Environmental, social and governance concerns creep up corporate and government agendas
Long-term profitability can only be found where sound environmental and social approaches meet with good governance, say experts
US Steel’s decision to hire Price Waterhouse to verify its 1902 accounts produced what is regarded as the first annual report of the modern era, a 40-page document intended to dispel public suspicions over the way the group’s assets were valued.
Although it would take more than three decades – and the many scandals laid bare by the calamitous 1929 stock market collapse – before the practice became a legal requirement in the US, the global trend since then has been one of ever deeper and broader levels of disclosure.
The dominant philosophy guiding today’s corporate reporting is built around the understanding that sustainable, long-term profitability will be found where sound environmental and social approaches meet with good governance. Dodging taxes, enslaving workers or destroying the environment will prove just as fatal to companies as red ink on the bottom line.
“It is no longer feasible nor profitable in the long run to measure the success of a company based only on short-term growth and margins,” says Jean-Marc Champagne, climate finance adviser for the global environmental group WWF-Hong Kong. “Growth with sustainability and regard for the planet are the only way forward – this is not just a moral issue, it’s a financial one.”
Public policy and corporate interests have not always seen eye to eye on sustainability, says Usman W. Chohan, an expert in policy reform at the University of New South Wales in Australia.
“In some countries corporate interests took the initiative, while in others it was public policy,” he says. “However, there is a greater convergence in interests as both sectors lay greater emphasis on the need for a green approach and a sustainability strategy.”
Regardless of whether it is companies or governments that are driving the change, environmental, social and governance (ESG) concerns have been creeping up the agenda for leaders of both, according to the World Economic Forum’s 2017 Global Risks Report. As recently as 2010, economic and geopolitical issues dominated the top concerns of business and political leaders surveyed, in terms of those events judged most likely to occur and those that respondents felt would do the most damage.
This year, only terrorism and weapons of mass destruction made the cut – and while the latter tops the table for biggest potential impact, it’s seen as the least likely risk to materialise after the currently improbable danger of runaway inflation.
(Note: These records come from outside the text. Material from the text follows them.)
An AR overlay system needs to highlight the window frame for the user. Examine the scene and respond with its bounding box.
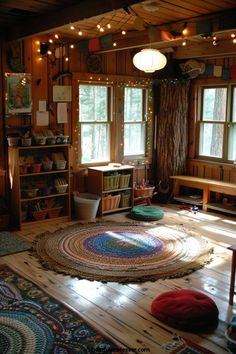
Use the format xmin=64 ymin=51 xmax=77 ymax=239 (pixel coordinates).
xmin=123 ymin=85 xmax=148 ymax=161
xmin=77 ymin=81 xmax=113 ymax=166
xmin=195 ymin=83 xmax=236 ymax=164
xmin=71 ymin=73 xmax=154 ymax=171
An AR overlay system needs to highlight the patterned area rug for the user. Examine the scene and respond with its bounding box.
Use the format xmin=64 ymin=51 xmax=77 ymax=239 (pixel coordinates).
xmin=0 ymin=231 xmax=32 ymax=256
xmin=34 ymin=222 xmax=213 ymax=283
xmin=0 ymin=265 xmax=124 ymax=354
xmin=162 ymin=335 xmax=214 ymax=354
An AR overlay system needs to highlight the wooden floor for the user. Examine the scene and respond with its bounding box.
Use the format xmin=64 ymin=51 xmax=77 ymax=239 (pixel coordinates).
xmin=1 ymin=205 xmax=236 ymax=354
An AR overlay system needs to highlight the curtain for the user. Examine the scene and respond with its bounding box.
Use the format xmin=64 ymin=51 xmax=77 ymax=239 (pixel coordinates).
xmin=154 ymin=79 xmax=190 ymax=196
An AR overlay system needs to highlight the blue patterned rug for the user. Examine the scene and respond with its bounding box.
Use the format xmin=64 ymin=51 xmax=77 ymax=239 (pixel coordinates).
xmin=0 ymin=265 xmax=125 ymax=354
xmin=0 ymin=231 xmax=32 ymax=256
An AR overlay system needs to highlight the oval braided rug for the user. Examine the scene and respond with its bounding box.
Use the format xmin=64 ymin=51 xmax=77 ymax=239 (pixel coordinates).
xmin=34 ymin=222 xmax=213 ymax=283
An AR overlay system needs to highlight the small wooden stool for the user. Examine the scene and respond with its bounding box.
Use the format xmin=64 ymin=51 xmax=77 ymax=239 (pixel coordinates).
xmin=228 ymin=243 xmax=236 ymax=305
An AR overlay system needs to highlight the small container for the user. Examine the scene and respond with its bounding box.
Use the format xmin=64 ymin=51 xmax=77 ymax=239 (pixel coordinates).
xmin=56 ymin=135 xmax=70 ymax=144
xmin=34 ymin=136 xmax=47 ymax=145
xmin=48 ymin=207 xmax=62 ymax=219
xmin=7 ymin=136 xmax=20 ymax=146
xmin=21 ymin=138 xmax=32 ymax=146
xmin=21 ymin=188 xmax=38 ymax=198
xmin=54 ymin=160 xmax=67 ymax=170
xmin=55 ymin=184 xmax=68 ymax=194
xmin=31 ymin=163 xmax=42 ymax=173
xmin=19 ymin=165 xmax=28 ymax=175
xmin=30 ymin=210 xmax=47 ymax=220
xmin=46 ymin=136 xmax=56 ymax=145
xmin=102 ymin=194 xmax=121 ymax=211
xmin=42 ymin=160 xmax=53 ymax=171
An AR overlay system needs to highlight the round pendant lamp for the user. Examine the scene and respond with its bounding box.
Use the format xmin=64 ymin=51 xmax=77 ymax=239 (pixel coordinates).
xmin=133 ymin=48 xmax=167 ymax=73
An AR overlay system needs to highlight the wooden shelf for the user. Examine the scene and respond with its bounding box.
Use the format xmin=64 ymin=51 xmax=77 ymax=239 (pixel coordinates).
xmin=173 ymin=195 xmax=202 ymax=206
xmin=206 ymin=202 xmax=236 ymax=215
xmin=8 ymin=144 xmax=71 ymax=229
xmin=88 ymin=165 xmax=134 ymax=216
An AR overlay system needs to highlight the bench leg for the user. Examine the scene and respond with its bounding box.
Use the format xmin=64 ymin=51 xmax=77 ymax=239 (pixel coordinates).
xmin=229 ymin=251 xmax=236 ymax=305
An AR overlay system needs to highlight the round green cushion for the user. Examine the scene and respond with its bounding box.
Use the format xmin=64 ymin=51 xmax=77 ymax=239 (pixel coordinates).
xmin=130 ymin=205 xmax=164 ymax=221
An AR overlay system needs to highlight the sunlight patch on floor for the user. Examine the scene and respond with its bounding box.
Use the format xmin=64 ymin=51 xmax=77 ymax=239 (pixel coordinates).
xmin=202 ymin=226 xmax=236 ymax=238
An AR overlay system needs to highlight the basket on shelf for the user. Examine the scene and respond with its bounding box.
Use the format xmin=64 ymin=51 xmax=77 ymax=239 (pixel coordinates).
xmin=21 ymin=188 xmax=39 ymax=198
xmin=7 ymin=136 xmax=20 ymax=146
xmin=47 ymin=207 xmax=62 ymax=219
xmin=103 ymin=175 xmax=120 ymax=191
xmin=119 ymin=174 xmax=130 ymax=188
xmin=102 ymin=194 xmax=121 ymax=211
xmin=54 ymin=160 xmax=67 ymax=170
xmin=120 ymin=193 xmax=131 ymax=208
xmin=55 ymin=184 xmax=68 ymax=194
xmin=31 ymin=163 xmax=42 ymax=173
xmin=134 ymin=187 xmax=155 ymax=198
xmin=42 ymin=160 xmax=53 ymax=171
xmin=21 ymin=138 xmax=32 ymax=146
xmin=30 ymin=210 xmax=47 ymax=221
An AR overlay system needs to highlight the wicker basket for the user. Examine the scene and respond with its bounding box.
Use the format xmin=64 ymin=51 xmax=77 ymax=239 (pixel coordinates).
xmin=134 ymin=187 xmax=155 ymax=198
xmin=120 ymin=193 xmax=131 ymax=208
xmin=119 ymin=175 xmax=130 ymax=188
xmin=48 ymin=207 xmax=62 ymax=219
xmin=55 ymin=184 xmax=68 ymax=193
xmin=102 ymin=194 xmax=120 ymax=211
xmin=30 ymin=210 xmax=47 ymax=220
xmin=103 ymin=175 xmax=120 ymax=191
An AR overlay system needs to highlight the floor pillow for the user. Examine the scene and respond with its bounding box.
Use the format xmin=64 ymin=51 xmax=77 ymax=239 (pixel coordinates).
xmin=129 ymin=205 xmax=164 ymax=221
xmin=151 ymin=289 xmax=219 ymax=332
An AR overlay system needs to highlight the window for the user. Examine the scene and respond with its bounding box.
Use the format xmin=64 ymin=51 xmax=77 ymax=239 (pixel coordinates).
xmin=124 ymin=87 xmax=147 ymax=156
xmin=198 ymin=86 xmax=236 ymax=161
xmin=79 ymin=84 xmax=111 ymax=164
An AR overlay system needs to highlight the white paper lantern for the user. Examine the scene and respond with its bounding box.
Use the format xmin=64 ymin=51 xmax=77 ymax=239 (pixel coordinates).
xmin=133 ymin=48 xmax=167 ymax=73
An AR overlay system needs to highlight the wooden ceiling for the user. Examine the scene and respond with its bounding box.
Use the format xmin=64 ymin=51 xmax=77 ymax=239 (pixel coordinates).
xmin=0 ymin=0 xmax=236 ymax=58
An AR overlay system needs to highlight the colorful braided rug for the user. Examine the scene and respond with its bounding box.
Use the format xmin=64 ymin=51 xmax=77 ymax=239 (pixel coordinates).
xmin=0 ymin=265 xmax=124 ymax=354
xmin=34 ymin=222 xmax=213 ymax=283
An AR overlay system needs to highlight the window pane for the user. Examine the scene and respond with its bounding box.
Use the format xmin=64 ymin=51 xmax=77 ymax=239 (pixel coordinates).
xmin=124 ymin=123 xmax=145 ymax=156
xmin=124 ymin=87 xmax=143 ymax=122
xmin=202 ymin=87 xmax=227 ymax=121
xmin=228 ymin=124 xmax=236 ymax=161
xmin=81 ymin=124 xmax=110 ymax=163
xmin=79 ymin=85 xmax=108 ymax=122
xmin=199 ymin=123 xmax=224 ymax=158
xmin=232 ymin=87 xmax=236 ymax=122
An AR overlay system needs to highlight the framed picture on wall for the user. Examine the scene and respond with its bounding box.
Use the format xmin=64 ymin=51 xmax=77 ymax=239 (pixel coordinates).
xmin=5 ymin=73 xmax=32 ymax=114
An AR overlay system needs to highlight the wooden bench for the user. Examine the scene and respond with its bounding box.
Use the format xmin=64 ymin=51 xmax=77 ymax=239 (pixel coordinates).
xmin=170 ymin=176 xmax=236 ymax=215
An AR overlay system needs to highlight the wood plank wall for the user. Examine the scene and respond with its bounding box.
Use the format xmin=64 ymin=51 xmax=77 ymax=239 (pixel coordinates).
xmin=0 ymin=36 xmax=236 ymax=205
xmin=0 ymin=35 xmax=150 ymax=198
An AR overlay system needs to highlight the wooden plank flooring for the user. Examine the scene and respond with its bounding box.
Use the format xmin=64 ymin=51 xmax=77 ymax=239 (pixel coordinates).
xmin=1 ymin=204 xmax=236 ymax=354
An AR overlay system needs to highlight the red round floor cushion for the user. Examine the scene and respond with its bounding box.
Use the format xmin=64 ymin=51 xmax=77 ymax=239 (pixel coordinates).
xmin=151 ymin=289 xmax=219 ymax=332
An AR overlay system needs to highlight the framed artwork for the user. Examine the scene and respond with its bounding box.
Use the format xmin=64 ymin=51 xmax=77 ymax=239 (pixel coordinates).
xmin=5 ymin=73 xmax=32 ymax=114
xmin=53 ymin=85 xmax=72 ymax=102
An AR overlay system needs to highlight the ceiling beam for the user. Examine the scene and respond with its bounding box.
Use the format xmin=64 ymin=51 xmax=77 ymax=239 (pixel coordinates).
xmin=174 ymin=40 xmax=236 ymax=59
xmin=4 ymin=0 xmax=140 ymax=41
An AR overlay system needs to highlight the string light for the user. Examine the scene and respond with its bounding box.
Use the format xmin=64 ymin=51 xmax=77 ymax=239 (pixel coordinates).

Extreme weather, natural disasters, water crises, refugees and data security crowd out this year’s league table of C-suite fears, all areas where ESG has a central role to play.
“Our collective understanding of sustainability issues is not static,” says Tim Mohin, chief executive of the Global Reporting Initiative, a non-governmental organisation that sets the worldwide benchmark for sustainable disclosure standards. “It is a process driven by transparency.”
That process begins when advocacy and awareness campaigns shine a light on emerging issues that negatively impact the global economy and society, creating a moral imperative for organisational accountability, he says.
“Next, leading companies and other organisations begin voluntarily disclosing information about their impact on the problems and take action to find solutions. This builds a body of evidence that corporate action can help. Finally, legislatures and policy makers take note and bring the topic within regulatory frameworks.”
International efforts to combat aggressive tax avoidance, bribery and money laundering have raised the potential costs of weak governance. Campaigns targeting exploitation of workers and child labour do the same for the social aspect of the ESG spectrum. But it is the environment – and in particular the impact of the Paris climate agreement to hold the global average rise in temperatures to less than 2 degrees Celsius – that is now the leading risk for companies and investors.
“Climate change remains the number one concern for our signatories because of the material risk to portfolios around transitioning to a 2 degrees world,” says Fiona Reynolds, London-based managing director of Principles for Responsible Investment (PRI), whose 1,700 members own or manage over US$73 trillion of assets. “Harnessing private capital for green finance and clean energy projects is essential to ensuring the inevitable move away from fossil fuels.”
Organisations such as PRI and WWF seek to convince pensions, family offices, sovereign wealth funds, endowments, banks, and insurance companies that own huge pools of assets of the risks that climate change and other ESG issues pose to their investment. Bringing their internal governance into line with sustainability goals creates a cascade effect as firms seeking mandates to manage these assets must do so too, in turn raising pressure on the operators of the companies and other assets at the end of the chain.